Found a vulnerability? Report it via the GitHub Security tab. See SECURITY.md. Security reports are the highest-priority work queue. For runtime application security (AES-256-GCM at rest, zero-trust storage, encrypted secrets, read-only DB user by default) see Enterprise-grade security in the Features section above.


📝 License

This project is licensed under the Apache 2.0 License - see the LICENSE file for details

🤝 Contributing

Contributions are welcome! Read the contributing guide for more details, priorities and rules. If you want to contribute but don't know where to start, message me on Telegram @rostislav_dugin

Also you can join our large community of developers, DBAs and DevOps engineers on Telegram @databasus_community.

AI disclaimer

There have been questions about AI usage in project development in issues and discussions. As the project focuses on security, reliability and production usage, it's important to explain how AI is used in the development process.

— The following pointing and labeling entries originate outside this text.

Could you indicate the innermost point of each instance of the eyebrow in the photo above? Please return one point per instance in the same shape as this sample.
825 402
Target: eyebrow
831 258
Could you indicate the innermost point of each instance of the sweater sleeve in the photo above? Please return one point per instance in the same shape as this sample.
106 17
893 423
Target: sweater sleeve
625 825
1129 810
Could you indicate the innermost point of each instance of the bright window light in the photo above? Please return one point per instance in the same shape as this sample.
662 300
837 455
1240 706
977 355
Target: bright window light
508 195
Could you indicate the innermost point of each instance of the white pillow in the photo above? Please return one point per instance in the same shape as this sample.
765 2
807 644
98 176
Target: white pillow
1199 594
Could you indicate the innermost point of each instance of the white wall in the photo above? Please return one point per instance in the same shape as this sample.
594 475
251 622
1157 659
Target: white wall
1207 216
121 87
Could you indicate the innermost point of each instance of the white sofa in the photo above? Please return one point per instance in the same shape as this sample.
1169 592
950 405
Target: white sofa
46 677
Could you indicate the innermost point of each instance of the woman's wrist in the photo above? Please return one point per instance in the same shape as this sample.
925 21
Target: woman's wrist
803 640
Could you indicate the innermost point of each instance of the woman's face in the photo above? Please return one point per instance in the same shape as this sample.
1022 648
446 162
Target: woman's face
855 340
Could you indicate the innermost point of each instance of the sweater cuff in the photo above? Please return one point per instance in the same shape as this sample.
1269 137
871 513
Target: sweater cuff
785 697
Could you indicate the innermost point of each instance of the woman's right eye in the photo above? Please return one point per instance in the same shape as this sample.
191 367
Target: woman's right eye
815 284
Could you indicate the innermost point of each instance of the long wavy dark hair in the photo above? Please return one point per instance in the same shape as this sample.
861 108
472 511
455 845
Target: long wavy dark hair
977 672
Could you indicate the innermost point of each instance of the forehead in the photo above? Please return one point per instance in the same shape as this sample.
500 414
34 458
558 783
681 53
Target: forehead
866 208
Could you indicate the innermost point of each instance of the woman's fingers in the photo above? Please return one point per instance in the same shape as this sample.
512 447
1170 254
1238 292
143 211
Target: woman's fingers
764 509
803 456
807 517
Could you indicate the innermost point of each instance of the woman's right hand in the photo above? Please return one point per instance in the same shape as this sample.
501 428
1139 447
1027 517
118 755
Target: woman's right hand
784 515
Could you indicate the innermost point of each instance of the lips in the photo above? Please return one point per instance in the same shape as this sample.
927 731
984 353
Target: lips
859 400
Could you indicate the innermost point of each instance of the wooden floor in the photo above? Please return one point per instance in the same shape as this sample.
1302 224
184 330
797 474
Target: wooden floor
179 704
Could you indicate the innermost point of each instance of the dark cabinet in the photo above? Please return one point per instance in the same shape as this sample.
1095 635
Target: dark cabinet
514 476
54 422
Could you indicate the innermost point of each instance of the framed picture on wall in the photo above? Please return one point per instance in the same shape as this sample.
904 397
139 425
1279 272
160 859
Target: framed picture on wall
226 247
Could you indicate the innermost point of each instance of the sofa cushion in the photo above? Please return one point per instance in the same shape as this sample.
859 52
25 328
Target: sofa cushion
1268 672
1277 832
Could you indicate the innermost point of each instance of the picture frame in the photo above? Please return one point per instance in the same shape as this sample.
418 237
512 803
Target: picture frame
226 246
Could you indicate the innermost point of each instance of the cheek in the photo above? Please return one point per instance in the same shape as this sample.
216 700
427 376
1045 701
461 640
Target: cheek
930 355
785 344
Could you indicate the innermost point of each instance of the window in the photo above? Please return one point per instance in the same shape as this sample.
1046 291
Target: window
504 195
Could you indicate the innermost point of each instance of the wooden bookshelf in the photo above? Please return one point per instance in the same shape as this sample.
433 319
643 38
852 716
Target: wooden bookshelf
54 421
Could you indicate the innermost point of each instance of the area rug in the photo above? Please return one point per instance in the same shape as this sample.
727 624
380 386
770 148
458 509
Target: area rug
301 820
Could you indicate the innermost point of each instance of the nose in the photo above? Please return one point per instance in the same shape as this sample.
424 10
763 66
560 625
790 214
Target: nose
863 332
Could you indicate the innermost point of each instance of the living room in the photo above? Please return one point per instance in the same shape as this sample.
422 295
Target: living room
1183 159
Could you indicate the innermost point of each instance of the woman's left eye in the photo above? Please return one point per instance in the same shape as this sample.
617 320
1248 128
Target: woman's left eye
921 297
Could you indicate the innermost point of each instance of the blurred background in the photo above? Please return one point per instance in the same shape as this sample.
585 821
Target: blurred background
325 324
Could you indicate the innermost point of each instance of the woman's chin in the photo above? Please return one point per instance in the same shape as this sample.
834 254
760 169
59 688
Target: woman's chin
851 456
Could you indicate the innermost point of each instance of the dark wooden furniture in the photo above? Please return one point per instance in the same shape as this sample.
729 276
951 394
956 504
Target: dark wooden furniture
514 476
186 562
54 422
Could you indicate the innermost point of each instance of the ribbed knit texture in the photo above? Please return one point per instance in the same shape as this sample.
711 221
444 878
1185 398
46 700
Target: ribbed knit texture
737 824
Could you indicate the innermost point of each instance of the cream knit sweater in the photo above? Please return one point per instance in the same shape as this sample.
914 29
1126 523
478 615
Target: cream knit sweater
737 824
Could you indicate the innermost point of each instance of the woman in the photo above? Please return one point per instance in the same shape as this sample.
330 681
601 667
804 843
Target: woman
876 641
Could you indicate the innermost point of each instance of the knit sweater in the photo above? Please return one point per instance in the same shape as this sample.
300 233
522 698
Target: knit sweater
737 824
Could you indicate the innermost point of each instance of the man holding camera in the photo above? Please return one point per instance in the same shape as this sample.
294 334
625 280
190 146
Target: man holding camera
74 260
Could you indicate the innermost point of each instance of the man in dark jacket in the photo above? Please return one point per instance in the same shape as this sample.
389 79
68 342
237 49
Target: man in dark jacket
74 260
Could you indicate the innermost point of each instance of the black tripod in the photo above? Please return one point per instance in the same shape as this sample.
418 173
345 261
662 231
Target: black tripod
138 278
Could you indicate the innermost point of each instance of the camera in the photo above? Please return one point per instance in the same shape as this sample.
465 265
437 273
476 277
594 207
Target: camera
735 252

First of all, we are proud to say that Databasus has been accepted into both Claude for Open Source by Anthropic and Codex for Open Source by OpenAI in March 2026. For us it is one more signal that the project was recognized as important open-source software and was as critical infrastructure worth supporting independently by two of the world's leading AI companies. Read more at databasus.com/faq.

Despite of this, we have the following rules how AI is used in the development process:

AI is used as a helper for:

  • verification of code quality and searching for vulnerabilities
  • cleaning up and improving documentation, comments and code
  • assistance during development
  • double-checking PRs and commits after human review
  • additional security analysis of PRs via Codex Security

AI is not used for:

  • writing entire code
  • "vibe code" approach
  • code without line-by-line verification by a human
  • code without tests

So AI is just an assistant and a tool for developers to increase productivity and ensure code quality. The work is done by developers.

Moreover, it's important to note that we do not differentiate between bad human code and AI vibe code. There are strict requirements for any code to be merged to keep the codebase maintainable.

Even if code is written manually by a human, it's not guaranteed to be merged. Vibe code is not allowed at all and all such PRs are rejected by default (see contributing guide).

The engineering safeguards behind these rules (CI, static analysis, dependency scanning, test coverage and vulnerability response) are documented in Security & reliability engineering above.